Homily for
August 22nd, 2020: Mathew 23:1-12.
“Call no one on earth father,” Jesus
says. Evangelical Christians charge that the practice of calling Catholic
priests “Father” violates Jesus’ command. There is a simple response to this
charge. Taking Jesus’ words literally would forbid us to use this word for our
biological fathers. Nor can we take literally the following verse: “Do not be
called ‘Master’; you have but one master, the Christ.” Taken literally this
would forbid us to call anyone “Mister,” since this title is merely a variation
of the English word “master.” If despite this passage, it is legitimate to call
men in our society “Mister,” and to call our biological fathers “Father,” why
should it be wrong to call priests “Father”?

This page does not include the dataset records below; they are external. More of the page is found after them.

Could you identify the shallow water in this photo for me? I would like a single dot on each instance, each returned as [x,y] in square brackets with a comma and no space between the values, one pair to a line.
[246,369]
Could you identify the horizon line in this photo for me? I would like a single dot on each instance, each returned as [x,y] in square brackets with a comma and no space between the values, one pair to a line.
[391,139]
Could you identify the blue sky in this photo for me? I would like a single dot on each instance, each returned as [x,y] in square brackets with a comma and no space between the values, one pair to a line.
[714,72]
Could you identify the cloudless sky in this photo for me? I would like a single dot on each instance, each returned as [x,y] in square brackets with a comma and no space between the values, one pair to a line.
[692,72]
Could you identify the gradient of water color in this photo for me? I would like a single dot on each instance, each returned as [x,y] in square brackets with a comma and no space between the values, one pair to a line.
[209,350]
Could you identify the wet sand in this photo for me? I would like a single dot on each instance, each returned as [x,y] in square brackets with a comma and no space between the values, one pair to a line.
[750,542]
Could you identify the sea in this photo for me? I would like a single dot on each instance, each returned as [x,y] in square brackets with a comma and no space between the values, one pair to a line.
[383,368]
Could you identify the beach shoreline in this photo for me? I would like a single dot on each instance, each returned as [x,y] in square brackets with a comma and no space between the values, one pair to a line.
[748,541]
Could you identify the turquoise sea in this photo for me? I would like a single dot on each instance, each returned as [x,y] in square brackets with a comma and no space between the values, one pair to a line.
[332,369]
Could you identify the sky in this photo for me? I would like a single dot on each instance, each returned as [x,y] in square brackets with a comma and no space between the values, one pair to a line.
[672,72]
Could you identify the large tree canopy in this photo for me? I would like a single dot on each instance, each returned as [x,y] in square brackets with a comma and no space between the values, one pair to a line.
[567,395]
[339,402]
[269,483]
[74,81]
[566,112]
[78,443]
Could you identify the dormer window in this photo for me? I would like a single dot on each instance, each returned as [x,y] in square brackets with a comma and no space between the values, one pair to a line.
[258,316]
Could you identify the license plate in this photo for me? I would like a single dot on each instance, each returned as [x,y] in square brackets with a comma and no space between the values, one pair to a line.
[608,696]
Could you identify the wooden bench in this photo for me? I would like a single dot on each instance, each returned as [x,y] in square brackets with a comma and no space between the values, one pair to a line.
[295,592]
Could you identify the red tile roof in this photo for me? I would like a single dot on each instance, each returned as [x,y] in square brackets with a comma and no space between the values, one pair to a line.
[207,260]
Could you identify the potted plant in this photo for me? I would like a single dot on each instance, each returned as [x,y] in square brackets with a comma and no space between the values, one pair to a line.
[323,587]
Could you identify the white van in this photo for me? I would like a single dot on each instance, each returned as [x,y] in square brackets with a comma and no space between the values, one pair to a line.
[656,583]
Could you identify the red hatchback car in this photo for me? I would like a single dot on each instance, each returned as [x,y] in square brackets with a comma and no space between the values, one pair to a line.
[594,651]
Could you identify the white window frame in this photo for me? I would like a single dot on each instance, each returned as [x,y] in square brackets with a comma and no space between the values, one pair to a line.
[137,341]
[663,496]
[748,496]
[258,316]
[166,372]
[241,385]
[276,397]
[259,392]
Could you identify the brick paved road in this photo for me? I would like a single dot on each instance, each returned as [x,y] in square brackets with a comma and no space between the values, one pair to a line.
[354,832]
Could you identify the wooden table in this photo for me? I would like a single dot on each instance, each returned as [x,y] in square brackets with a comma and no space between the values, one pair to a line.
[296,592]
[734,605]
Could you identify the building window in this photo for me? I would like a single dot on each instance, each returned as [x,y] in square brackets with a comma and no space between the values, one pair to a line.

All this is true. But we make things
too easy for ourselves if we leave the matter there. We need to see the principle
behind Jesus’ rejection of titles like “Father” and “Master.” What Jesus is condemning
is not the titles themselves but an underlying mentality. Jesus is warning
against the temptation of those who have spiritual authority in his Church to
forget that they are first of all servants; and that they will themselves be
judged by the authority they represent to others. The scramble for titles is
alive and well in the Lord’s Church. There is a saying in Rome which confirms this: “If it rained
miters, not one would touch the ground.”
Jesus’ warnings in today’s gospel have
an obvious application to us clergy. Do they apply, however, only to Church
leaders? Who are the people today of whom it could be said: “They preach but
they do not practice? They tie up heavy burdens hard to carry and lay them on
people’s shoulders, but they will not lift a finger to move them. All their
works are performed to be seen.”
It is not hard to find people in
public life to whom those words apply. Many public officials are truly public
servants. Sadly, there are also many exceptions. Hypocrisy, the yawning
credibility gap between words and deeds, is a danger for all of us. The American
novelist Nathaniel Hawthorne writes: “No man, for any considerable period, can
wear one face to himself and another to the multitude, without finally getting
bewildered as to which may be the true.”
It is God’s love, and his love alone,
that gives us the courage to throw away our masks, to stop pretending to be
other than we are. That is what God wants for us. Deep in our hearts that is
what we too desire: just to be ourselves; to know that we are loved not in
spite of what we are, but for who we
are: daughters and sons of our heavenly Father, sisters and brothers of Jesus
Christ.
Once we stop pretending and truly
accept the love God offers us as a free gift, we begin to discover what Jesus
called “the peace which the world cannot give.”